安全基地となる愛着対象は、養育者から次第に周囲の身近な人たちへと広がっていきます。それと並行して、子どもの周囲世界と内的な表象世界が次第に分化していきます。子どものこころの世界が豊かになっていくわけですが、自分と他者との社会的交流が内面化されて、自己と他者のイメージであるボウルビィのいう「内的作業モデル(internal working model)」が次第に形成されていくことになります。安全基地は、この内的作業モデルのとても重要な構成要素に他なりません。
心の中に安全基地ができることによって、私たちは怖がることなく社会の中で生きていくことができるようになります。心の中にあって自分のことを保護しながら安心感を与えてくれる、そんな心の安全基地に守られているかぎり、頼りになる人がそばにいないときでも大丈夫なのです。他者に対する基本的信頼感も、困難にくじけない精神的回復力であるレジリエンスも、心の安全基地のおかげなのかもしれません。

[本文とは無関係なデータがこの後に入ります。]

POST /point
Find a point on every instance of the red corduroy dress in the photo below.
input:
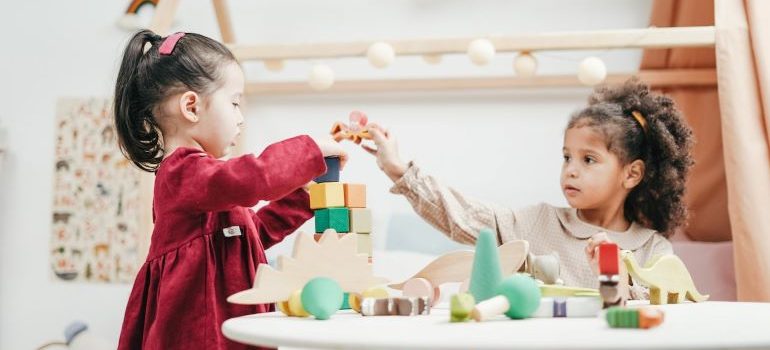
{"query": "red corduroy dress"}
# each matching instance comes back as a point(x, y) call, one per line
point(179, 296)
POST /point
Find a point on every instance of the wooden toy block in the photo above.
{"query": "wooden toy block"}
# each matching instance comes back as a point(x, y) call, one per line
point(460, 307)
point(332, 171)
point(354, 299)
point(355, 195)
point(644, 318)
point(327, 195)
point(364, 244)
point(608, 259)
point(569, 307)
point(332, 257)
point(360, 220)
point(517, 297)
point(398, 306)
point(667, 277)
point(332, 218)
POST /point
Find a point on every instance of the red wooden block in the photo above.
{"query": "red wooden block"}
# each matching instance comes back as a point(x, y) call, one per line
point(608, 259)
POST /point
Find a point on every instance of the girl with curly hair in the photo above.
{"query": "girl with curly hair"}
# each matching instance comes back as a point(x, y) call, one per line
point(626, 158)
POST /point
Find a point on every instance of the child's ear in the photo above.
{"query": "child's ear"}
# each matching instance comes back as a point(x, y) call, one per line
point(634, 174)
point(189, 104)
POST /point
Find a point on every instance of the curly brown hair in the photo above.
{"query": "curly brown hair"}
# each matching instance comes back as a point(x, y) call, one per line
point(664, 147)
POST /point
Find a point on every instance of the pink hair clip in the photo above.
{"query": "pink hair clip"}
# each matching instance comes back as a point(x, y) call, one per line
point(167, 47)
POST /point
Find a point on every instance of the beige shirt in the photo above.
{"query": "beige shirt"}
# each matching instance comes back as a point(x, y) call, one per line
point(547, 228)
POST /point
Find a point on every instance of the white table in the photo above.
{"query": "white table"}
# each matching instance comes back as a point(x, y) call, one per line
point(705, 325)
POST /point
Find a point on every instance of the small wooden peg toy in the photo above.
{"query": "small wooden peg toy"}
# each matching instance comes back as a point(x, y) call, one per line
point(611, 281)
point(517, 297)
point(355, 131)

カウンセリングによる支援にお話を移していきましょう。たとえば、虐待などの養育環境の影響で心の安全基地がそもそもなかったり、あるいは歪んでいたりすると、子どもであればアタッチメント関連障害としての反応性愛着障害や脱抑制社交性障害に至ることがあります(DSM-5)。大人であれば、さまざまな心の病はもとより、回避する生き方や生きづらさの根本にこの安全基地の問題があるのかもしれません。言い換えると、守られているという安心感・安全感の喪失です。カウンセリングを求める相談者の中には、このような心のセキュリティがもろい方がいらっしゃるように思います。
心の安全基地を含んだボウルビィの愛着研究から、カウンセリングにとっては自明のこと、当然のことが見えてきます。子どものカウンセリングや子育てのカウンセリングに限らず、大人を対象としたカウンセリングにも言えることです。それは、カウンセラーとの関係も含めて、カウンセリングの場が、相談者にとっては安全基地のように安心感が与えられる保護された空間でなければならないということです。精神的な安全や身体的な安全が保障されないまま生きてきた相談者のカウンセリングであれば、なおさらのことでしょう。

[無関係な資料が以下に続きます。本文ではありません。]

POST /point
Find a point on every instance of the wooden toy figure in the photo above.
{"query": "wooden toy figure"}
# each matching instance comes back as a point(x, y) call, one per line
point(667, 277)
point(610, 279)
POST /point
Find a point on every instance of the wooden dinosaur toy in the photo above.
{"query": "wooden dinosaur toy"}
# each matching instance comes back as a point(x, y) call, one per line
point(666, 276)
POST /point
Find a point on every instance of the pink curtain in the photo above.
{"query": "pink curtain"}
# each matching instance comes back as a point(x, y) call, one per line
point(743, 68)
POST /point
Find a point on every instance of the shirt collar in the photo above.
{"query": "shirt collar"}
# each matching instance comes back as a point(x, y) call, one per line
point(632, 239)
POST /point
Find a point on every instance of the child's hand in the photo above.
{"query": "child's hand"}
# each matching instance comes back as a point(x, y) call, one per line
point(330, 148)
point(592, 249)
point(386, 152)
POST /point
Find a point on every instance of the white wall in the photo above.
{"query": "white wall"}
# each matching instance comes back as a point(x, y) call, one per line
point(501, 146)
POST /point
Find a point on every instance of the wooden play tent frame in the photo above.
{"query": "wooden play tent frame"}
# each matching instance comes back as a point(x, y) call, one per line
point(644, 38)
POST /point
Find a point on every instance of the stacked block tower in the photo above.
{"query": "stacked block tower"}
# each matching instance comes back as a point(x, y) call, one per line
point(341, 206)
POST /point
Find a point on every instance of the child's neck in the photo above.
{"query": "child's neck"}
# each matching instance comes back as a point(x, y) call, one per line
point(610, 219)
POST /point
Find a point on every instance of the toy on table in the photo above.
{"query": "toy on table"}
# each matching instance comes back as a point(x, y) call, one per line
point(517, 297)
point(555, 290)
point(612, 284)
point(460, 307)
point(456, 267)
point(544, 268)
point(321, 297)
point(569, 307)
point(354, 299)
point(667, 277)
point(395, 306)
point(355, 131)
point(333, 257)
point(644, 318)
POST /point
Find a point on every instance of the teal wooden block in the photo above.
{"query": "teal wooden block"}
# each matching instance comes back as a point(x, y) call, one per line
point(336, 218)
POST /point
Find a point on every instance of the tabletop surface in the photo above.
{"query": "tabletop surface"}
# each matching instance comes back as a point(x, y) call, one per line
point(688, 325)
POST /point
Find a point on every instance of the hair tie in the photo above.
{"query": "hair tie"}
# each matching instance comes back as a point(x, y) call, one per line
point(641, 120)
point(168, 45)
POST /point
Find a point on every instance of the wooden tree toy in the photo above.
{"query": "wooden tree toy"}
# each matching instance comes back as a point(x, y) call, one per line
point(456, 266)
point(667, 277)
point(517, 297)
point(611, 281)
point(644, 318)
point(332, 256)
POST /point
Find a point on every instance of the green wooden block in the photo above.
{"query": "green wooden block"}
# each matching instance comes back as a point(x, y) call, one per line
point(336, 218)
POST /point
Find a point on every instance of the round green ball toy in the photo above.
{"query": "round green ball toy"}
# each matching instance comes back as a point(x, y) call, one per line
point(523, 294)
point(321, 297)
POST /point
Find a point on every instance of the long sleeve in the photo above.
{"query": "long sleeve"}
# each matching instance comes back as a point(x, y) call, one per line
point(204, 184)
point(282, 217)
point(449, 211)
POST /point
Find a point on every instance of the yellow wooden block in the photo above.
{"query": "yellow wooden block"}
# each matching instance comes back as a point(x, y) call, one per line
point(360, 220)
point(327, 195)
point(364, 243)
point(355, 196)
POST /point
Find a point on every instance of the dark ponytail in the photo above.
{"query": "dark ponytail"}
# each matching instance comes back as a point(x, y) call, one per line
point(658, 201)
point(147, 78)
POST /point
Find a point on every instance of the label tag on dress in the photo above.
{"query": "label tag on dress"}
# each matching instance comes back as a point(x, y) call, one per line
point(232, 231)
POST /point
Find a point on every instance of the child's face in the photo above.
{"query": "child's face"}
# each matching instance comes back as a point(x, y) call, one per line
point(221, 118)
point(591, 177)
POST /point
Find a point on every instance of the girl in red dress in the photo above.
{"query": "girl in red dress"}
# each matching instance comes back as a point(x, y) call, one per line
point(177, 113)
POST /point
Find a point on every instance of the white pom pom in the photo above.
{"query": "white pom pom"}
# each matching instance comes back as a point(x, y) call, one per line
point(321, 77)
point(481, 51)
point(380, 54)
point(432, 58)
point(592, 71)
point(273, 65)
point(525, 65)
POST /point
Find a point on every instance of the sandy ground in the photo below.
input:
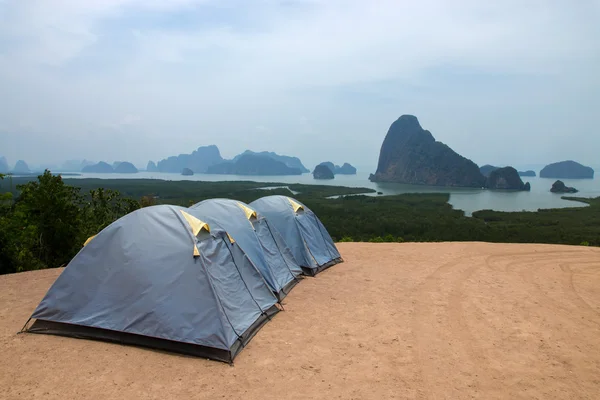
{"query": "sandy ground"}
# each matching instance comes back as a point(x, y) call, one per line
point(423, 321)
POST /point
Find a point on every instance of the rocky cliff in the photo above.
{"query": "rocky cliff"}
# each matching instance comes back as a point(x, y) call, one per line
point(100, 168)
point(251, 164)
point(151, 167)
point(322, 171)
point(487, 169)
point(125, 167)
point(21, 167)
point(292, 162)
point(345, 169)
point(410, 154)
point(567, 170)
point(4, 168)
point(198, 161)
point(506, 178)
point(560, 187)
point(529, 173)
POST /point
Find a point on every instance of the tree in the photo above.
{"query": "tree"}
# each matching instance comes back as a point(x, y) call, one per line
point(103, 208)
point(48, 213)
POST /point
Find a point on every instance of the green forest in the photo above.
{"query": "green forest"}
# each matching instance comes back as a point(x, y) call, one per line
point(45, 220)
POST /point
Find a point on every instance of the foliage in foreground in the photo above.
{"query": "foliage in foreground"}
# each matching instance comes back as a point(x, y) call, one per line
point(44, 222)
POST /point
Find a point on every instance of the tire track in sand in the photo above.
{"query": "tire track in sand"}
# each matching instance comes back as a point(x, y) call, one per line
point(437, 302)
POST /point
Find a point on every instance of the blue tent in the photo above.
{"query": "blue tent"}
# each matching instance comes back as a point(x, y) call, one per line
point(251, 231)
point(161, 278)
point(305, 235)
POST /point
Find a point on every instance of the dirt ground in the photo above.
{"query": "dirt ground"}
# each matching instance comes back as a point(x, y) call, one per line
point(422, 321)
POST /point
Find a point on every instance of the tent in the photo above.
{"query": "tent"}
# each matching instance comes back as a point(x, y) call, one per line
point(160, 278)
point(302, 230)
point(250, 231)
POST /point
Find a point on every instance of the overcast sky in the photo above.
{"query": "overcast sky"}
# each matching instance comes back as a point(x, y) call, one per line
point(505, 82)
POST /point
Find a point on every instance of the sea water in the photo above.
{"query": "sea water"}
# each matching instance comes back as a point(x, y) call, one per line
point(467, 199)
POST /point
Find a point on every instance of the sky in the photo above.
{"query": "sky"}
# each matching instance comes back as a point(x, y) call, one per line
point(505, 83)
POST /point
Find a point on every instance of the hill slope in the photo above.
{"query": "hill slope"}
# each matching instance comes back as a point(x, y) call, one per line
point(410, 154)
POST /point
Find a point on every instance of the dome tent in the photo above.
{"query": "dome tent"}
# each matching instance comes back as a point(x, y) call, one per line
point(252, 232)
point(160, 278)
point(305, 235)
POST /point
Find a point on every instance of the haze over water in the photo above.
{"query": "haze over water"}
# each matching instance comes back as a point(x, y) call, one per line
point(466, 199)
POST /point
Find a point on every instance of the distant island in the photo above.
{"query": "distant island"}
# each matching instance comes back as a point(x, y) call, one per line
point(124, 167)
point(74, 165)
point(292, 162)
point(322, 171)
point(529, 173)
point(506, 178)
point(198, 161)
point(100, 168)
point(487, 169)
point(253, 164)
point(410, 154)
point(20, 167)
point(560, 187)
point(346, 169)
point(567, 170)
point(4, 168)
point(207, 159)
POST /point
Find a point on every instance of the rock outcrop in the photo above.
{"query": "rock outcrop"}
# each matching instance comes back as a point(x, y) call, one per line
point(329, 165)
point(74, 165)
point(4, 168)
point(292, 162)
point(251, 164)
point(124, 167)
point(410, 154)
point(528, 173)
point(21, 167)
point(487, 169)
point(322, 171)
point(100, 168)
point(560, 187)
point(199, 161)
point(567, 170)
point(506, 178)
point(151, 167)
point(345, 169)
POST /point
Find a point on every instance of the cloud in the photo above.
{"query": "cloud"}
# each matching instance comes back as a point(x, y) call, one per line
point(209, 71)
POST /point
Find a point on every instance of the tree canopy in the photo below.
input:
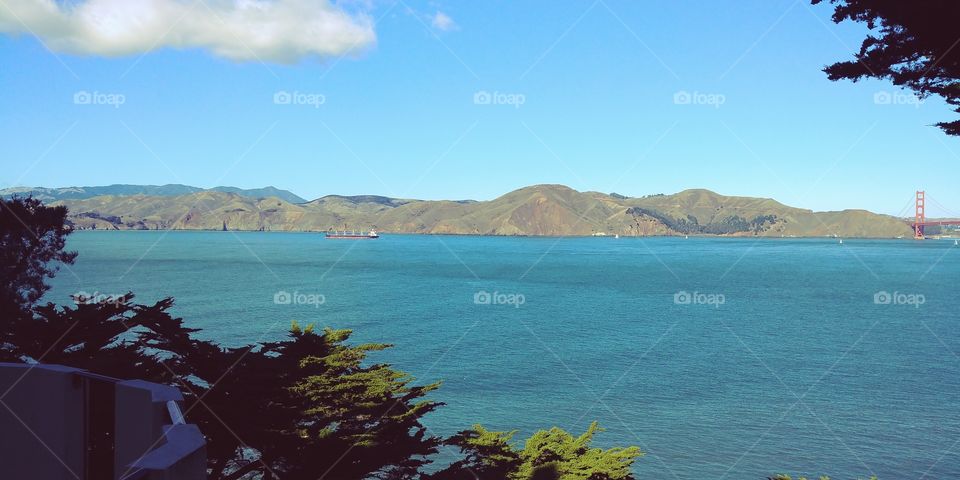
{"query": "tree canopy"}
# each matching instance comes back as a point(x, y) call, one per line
point(912, 44)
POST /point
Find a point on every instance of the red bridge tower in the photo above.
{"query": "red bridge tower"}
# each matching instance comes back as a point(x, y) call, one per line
point(921, 216)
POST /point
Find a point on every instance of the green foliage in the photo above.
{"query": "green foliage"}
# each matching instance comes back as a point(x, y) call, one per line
point(909, 44)
point(553, 454)
point(32, 241)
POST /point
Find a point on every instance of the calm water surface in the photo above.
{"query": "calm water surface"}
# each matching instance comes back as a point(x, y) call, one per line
point(799, 370)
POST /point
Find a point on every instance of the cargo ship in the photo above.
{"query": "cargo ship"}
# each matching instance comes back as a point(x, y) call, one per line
point(352, 235)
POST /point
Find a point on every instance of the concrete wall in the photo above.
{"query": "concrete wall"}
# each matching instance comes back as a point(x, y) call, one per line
point(41, 423)
point(49, 400)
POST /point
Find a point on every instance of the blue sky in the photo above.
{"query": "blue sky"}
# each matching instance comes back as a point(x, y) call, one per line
point(581, 93)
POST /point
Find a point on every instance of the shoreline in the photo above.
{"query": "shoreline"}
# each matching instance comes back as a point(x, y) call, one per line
point(485, 235)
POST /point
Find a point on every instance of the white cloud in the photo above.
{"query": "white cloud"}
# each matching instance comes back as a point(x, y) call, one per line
point(442, 21)
point(283, 31)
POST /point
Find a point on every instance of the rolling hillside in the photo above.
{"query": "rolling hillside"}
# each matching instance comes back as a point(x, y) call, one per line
point(536, 210)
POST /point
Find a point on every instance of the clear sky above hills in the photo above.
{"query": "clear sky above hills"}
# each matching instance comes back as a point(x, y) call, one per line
point(453, 100)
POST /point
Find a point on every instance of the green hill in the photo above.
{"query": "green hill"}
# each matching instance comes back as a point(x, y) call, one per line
point(534, 210)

カウンセリングの場が安全基地であるというのは、あくまで前提条件にすぎません。大切なのは、愛着に困難を抱えた相談者とともに目指そうとするカウンセリングの目標です。おそらくその目標は、相談者の内面に心の安全基地が作られて、不安に押しつぶされることなく生きていけるようになることでしょう。自分を守ってくれる温かみのある存在が心の中に宿ったとき、失われていた安心感が取り戻され、カウンセリングは終結を迎えることになります。クライエントの心の中に安全基地ができたときに、カウンセリングは役割を終えるのです。
出典:ジョン・ボウルビィ『母と子のアタッチメント 心の安全基地』医歯薬出版株式会社 (Bowlby J (1988). A Secure Base: Parent-Child Attachment and Healthy Human Development. Routledge.)